Веспасиано экспортировал передовую гуманистическую культуру Флоренции за границу, сеял ее семена на плодородной неаполитанской почве, где ее всходы будет лелеять просвещенный арагонский правитель, король Альфонс. Эта история демонстрирует новаторский подход Веспасиано к торговле книгами – его смелые коммерческие методы к середине пятнадцатого века удовлетворяли растущую тягу к гуманистическому знанию далеко за стенами Флоренции.

Впрочем, в этом предприятии на кону было много больше, чем стоимость манускриптов. С юных дней на улице Книготорговцев Веспасиано верил в книги, которые продавал. Участие в «книжном клубе» Никколо Никколи, лекции Карло Марсуппини в Студио и беседы под Крышей Пизанцев – все эти интеллектуальные досуги показывают его преданность гуманистическому идеалу улучшения мира через изучение Античности. Манускрипты, проходившие через его руки, содержали то, что он позже назвал «уроками для нашего времени». Веспасиано писал, что многие люди по своему невежеству жили «в великой тьме», но мудрость древних ее рассеет.

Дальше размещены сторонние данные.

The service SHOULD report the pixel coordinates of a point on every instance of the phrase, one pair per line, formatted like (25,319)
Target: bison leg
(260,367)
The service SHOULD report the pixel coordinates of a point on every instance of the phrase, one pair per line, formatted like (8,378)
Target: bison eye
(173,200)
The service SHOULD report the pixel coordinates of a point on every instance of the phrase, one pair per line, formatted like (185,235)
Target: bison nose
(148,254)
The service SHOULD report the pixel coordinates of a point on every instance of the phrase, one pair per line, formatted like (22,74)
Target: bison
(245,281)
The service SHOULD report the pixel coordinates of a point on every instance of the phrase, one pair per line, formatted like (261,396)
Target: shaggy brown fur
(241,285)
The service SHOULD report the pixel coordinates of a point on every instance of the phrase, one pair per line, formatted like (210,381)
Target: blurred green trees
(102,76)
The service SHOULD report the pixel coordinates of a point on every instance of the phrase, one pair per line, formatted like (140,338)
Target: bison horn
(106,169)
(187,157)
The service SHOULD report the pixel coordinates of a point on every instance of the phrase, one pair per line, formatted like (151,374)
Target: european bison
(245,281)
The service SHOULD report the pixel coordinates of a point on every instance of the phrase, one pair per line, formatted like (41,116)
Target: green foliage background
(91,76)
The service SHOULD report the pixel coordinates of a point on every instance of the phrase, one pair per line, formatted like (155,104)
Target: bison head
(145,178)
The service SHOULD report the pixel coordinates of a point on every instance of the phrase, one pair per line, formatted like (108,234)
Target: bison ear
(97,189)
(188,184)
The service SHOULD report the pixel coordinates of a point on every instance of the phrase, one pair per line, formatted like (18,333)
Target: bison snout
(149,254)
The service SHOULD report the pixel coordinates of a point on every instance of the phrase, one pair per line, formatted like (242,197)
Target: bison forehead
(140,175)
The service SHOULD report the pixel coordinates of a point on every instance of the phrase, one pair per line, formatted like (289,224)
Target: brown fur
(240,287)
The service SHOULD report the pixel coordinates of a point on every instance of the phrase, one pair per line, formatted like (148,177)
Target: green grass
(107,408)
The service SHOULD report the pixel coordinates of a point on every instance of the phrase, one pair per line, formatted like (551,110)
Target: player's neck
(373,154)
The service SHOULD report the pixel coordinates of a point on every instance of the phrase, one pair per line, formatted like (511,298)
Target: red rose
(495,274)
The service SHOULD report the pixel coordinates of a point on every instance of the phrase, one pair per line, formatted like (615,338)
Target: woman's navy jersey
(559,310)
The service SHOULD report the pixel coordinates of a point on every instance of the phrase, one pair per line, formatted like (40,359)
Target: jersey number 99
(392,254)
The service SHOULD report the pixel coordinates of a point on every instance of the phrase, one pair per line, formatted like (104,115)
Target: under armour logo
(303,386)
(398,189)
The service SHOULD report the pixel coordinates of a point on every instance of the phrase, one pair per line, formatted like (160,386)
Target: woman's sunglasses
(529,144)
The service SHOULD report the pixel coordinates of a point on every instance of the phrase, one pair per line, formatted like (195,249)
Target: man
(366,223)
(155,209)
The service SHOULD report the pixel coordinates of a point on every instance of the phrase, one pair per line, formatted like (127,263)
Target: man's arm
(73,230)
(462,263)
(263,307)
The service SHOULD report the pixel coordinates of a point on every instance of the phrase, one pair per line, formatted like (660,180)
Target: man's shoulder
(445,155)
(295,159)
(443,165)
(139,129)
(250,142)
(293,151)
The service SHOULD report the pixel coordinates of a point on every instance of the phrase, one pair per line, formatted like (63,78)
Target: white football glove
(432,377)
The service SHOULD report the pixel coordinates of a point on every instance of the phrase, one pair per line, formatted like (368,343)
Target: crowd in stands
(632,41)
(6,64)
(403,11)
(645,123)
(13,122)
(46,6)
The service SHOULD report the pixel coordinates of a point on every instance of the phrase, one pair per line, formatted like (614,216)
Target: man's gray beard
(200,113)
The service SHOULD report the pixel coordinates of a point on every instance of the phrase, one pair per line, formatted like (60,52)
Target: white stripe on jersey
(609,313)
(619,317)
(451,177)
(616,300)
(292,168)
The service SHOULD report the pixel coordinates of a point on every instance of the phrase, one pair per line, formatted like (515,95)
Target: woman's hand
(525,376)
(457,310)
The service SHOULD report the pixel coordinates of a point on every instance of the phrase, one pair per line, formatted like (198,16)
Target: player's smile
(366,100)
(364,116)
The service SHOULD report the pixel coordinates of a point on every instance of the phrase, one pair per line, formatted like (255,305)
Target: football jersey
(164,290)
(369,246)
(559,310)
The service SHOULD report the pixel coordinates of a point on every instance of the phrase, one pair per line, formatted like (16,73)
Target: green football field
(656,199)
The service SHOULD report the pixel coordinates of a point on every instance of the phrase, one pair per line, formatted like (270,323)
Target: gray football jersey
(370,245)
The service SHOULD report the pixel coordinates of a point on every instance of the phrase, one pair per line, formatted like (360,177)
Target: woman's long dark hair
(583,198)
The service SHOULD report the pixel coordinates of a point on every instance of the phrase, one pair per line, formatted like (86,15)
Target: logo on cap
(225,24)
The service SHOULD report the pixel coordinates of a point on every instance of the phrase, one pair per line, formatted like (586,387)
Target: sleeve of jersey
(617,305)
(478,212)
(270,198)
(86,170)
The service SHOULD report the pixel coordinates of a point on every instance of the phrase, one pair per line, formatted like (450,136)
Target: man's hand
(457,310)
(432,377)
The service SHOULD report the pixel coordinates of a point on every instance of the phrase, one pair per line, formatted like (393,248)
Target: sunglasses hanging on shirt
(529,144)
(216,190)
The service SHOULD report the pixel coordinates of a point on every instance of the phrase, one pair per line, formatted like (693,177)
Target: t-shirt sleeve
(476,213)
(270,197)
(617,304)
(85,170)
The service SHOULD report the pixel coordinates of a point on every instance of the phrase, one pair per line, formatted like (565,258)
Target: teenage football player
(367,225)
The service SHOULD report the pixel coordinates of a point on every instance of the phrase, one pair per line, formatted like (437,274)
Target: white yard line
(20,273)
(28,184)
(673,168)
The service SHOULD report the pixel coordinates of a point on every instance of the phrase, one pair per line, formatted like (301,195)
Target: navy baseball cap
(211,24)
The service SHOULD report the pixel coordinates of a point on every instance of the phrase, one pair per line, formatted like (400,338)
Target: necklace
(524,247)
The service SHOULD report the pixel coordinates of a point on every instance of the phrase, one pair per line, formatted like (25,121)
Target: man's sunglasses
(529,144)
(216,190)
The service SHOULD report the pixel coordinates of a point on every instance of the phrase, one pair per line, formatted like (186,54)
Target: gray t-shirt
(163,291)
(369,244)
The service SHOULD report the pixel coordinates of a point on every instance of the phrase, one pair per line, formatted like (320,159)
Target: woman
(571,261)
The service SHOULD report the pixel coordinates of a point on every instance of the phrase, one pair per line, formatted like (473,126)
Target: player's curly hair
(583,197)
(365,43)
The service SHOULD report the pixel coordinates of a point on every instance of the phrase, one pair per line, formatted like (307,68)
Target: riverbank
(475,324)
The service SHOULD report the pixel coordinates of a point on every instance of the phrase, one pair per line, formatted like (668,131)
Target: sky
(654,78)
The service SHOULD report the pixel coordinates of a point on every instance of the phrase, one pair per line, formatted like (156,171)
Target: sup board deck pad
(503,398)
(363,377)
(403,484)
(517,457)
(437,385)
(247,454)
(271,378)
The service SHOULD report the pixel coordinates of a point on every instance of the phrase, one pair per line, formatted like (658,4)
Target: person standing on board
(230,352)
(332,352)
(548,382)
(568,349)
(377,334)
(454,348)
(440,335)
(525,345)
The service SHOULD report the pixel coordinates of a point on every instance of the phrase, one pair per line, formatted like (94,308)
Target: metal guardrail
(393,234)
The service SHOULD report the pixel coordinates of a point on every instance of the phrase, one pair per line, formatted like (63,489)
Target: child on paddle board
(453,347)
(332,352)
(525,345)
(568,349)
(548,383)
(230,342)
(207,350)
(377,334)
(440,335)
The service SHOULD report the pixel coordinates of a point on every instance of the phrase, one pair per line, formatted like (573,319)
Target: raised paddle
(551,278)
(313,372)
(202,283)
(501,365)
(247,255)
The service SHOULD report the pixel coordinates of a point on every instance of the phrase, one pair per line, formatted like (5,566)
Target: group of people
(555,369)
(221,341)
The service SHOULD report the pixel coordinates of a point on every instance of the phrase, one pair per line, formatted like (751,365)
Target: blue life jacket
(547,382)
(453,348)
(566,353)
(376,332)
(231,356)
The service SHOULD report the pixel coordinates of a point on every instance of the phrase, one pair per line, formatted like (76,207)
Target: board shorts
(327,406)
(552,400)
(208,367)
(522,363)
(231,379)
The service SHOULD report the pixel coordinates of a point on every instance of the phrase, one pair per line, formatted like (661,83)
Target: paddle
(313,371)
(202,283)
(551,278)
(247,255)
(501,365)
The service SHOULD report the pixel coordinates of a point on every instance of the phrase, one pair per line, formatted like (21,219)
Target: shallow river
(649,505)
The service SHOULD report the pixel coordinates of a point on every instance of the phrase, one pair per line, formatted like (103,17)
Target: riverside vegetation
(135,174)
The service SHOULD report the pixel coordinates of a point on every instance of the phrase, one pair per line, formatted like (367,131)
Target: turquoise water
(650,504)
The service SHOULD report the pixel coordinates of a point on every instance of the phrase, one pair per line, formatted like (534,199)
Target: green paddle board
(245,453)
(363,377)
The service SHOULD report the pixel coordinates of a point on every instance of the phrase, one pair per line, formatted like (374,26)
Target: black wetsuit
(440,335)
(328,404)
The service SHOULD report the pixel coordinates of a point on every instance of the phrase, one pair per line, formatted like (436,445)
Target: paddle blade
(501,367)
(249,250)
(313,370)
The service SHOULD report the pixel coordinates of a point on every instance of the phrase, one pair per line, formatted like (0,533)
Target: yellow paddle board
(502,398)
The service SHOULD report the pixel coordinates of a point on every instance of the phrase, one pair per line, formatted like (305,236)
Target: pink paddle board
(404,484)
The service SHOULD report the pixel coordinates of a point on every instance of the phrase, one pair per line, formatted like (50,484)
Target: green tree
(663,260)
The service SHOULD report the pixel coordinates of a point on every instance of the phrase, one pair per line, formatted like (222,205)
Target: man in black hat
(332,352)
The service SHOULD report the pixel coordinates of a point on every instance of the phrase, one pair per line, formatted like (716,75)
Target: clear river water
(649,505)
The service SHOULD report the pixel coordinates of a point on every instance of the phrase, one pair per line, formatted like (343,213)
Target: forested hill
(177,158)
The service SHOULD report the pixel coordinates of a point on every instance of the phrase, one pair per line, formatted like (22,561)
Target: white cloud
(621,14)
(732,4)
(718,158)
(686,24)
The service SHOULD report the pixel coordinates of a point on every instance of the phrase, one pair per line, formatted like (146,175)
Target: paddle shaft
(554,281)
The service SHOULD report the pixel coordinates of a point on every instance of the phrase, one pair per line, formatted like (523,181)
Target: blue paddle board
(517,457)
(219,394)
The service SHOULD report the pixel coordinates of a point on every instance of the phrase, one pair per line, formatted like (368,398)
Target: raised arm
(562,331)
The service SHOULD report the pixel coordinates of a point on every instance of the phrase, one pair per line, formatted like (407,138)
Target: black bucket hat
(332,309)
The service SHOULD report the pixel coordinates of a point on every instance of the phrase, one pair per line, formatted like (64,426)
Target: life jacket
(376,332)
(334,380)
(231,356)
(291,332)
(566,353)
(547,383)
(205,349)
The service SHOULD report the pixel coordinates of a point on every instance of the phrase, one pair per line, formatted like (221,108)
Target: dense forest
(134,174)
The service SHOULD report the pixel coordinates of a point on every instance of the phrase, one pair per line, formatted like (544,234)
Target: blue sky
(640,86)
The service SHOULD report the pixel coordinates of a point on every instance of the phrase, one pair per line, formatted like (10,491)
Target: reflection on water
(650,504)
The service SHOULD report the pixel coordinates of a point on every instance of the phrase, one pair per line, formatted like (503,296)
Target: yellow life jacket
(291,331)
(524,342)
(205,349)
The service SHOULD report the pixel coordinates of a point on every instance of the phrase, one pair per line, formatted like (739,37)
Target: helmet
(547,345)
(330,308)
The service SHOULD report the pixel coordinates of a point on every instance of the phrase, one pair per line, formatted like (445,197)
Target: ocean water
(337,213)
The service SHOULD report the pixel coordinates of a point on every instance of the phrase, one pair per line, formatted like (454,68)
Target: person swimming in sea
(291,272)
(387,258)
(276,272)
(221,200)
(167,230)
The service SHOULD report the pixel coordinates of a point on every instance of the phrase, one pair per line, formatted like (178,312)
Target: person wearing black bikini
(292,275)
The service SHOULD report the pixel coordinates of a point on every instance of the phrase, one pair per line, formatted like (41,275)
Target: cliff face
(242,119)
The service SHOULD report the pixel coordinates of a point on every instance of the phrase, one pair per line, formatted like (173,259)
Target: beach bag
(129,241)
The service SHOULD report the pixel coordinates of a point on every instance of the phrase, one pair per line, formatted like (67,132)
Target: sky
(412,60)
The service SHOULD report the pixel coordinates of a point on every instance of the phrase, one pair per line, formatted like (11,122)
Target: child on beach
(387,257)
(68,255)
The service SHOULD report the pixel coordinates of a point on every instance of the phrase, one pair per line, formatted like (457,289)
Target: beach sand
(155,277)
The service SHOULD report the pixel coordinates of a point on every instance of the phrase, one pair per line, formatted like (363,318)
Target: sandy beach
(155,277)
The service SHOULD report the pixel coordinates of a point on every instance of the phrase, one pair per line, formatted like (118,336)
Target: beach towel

Посему мы многим обязаны «грамотеям, ибо все нам известное мы знаем от них». Он цитировал святого Иеронима, сравнившего ученых со звездами небесными, и пророка Даниила, сказавшего, что разумные воссияют, как солнце. «Все зло рождается от невежества, – писал он. – Однако литераторы озарили мир, прогоняя тьму, особенно же древние авторы»[382]. И Веспасиано надеялся, что его манускрипты несут этот самый свет в горестное запустение современной ему эпохи.

Глава 12Достоинство и превосходство

Папа Николай V умер в Риме 24 марта 1455 года на пятьдесят восьмом году жизни, к великой скорби своих друзей-гуманистов. «Не стало светоча и украшения Церкви и нашего времени», – сокрушался Веспасиано[383].

Все семь лет своего понтификата Николай за счет церковной казны нанимал ученых, писцов, переводчиков и расширял собрание папской библиотеки. Собрание это стало поистине огромным: оценки разнятся от тысячи манускриптов (предположение архиепископа Флоренции) до трех тысяч (по мнению Энеа Сильвио Пикколомини) и даже пяти тысяч (согласно Веспасиано и нескольким другим источникам)[384]. Так или иначе, всего за несколько лет папская библиотека стала, отчасти усилиями Веспасиано, одной из лучших и самых обширных в мире, а Рим впервые за тысячелетие с лишним вновь сделался центром культуры и учености.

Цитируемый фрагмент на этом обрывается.